The Brownie and the Éclair were standing in front of it, their backs to me. The Éclair was clutching her big sister’s leg with one hand, while the other hand clasped her bear, a little dusty and cobwebby, as though it had been dragged across the dirty, tile-strewn floor. The Éclair had her face buried in the back of her stuffed animal, something she usually only does if her brother is viewing a scary TV program and she can’t bear to watch, but can’t quite bring herself to leave either.

The Brownie wasn’t averting her eyes. She appeared to be staring straight up at an oval window set in the wall next to the door. The window was cracked and dirty, but it had once been a fine thing of glasswork, all etched around the edges with fussy designs.

Then I saw something outside, something flit by the window—something shadowy and head-shaped—and I forgot all about the fussy edging.

I felt all the muscles in my hands and legs lock up, my lips clamped down across my chattering teeth. I was scared in that moment, and it wasn’t the mundane fear of a 40-something man with children to care for and bills to pay. It was fear shot through with excitement. It was the fear of a child. Well, someone had to be feeling childlike fear at this moment. My nine-year-old daughter certainly didn’t have any.

“Stop that,” she said, speaking to the window—and whatever was beyond it—in the imperious voice of playground authority. You’d have thought she was scolding a playmate who tried to cheat at hopscotch, not a shadowy something standing on a balcony that no longer existed. “Just stop it," she said. "It’s not funny."

And would you believe it? It did stop. Skin prickling, ears ringing, intense cold, it all melted as though someone had just opened a door to the outside and let a gust of summer air in.

“See?” the Brownie said, trying to get her sister to look up. “The scary lady’s gone. It’s not even really a lady, it was just—"

But I’ll never know what the lady really was or was not, because the moment she turned to talk to her sister, the Brownie saw me, cowering in the doorway. She gave me her Look for a moment, and in that moment I thought that maybe she was going to make me go away too. But then the look melted into her usual expression of amused disdain.

“Oh, hi Dad,” she said.

The Éclair did look up at this. “Daddy!” she said in an awed whisper. “The lady took my bear and Anna—“

“Shh,” the Brownie said, and the Éclair was instantly silent, a paranormal event all by itself. Then the Brownie picked the Éclair up and the pair of them nudged by me, back into the party.

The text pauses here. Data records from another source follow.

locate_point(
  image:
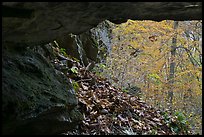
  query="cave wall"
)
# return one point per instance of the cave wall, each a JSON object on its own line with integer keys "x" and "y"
{"x": 38, "y": 99}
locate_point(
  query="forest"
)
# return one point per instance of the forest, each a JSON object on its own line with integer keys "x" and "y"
{"x": 67, "y": 71}
{"x": 160, "y": 62}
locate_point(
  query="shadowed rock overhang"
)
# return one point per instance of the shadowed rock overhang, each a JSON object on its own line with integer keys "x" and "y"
{"x": 41, "y": 22}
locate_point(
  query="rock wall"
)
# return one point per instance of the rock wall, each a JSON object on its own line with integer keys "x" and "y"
{"x": 41, "y": 22}
{"x": 37, "y": 99}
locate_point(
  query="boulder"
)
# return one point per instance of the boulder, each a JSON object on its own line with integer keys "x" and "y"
{"x": 37, "y": 99}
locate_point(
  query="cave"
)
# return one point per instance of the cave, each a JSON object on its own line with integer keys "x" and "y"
{"x": 37, "y": 99}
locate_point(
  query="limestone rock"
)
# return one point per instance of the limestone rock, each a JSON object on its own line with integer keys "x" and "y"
{"x": 36, "y": 99}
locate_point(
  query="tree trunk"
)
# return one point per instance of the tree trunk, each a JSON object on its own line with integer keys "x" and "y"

I tried, I really did. I looked for quiet moments later that day to quiz my older daughter on what her sister had told her, what she herself saw, what she did, whether this is something she deals with all the time. But she rebuffed all attempts at conversation with the same maddening mixture of silence and offense, as if I were quizzing her about something intensely personal (as I suppose I was). Even the Éclair, who can sometimes be tricked into revealing sisterly secrets, was frustratingly circumspect. The most I ever got out of her was, “The scary lady took my bear. But Anna got it back. Because she is very scarier.” She repeated this last sentence with heartfelt emphasis, and beyond that she would not be drawn further. And why should she? It is the truth.

But it hurts a little to be on the outside of a mystery, a shadowy figure on the wrong side of the glass. I guess I just miss that fanciful little girl who thought nothing of sharing her unusual experiences with me. On the other hand, I am enjoying getting to know the woman she’s becoming.

Even if that woman is indeed very scarier.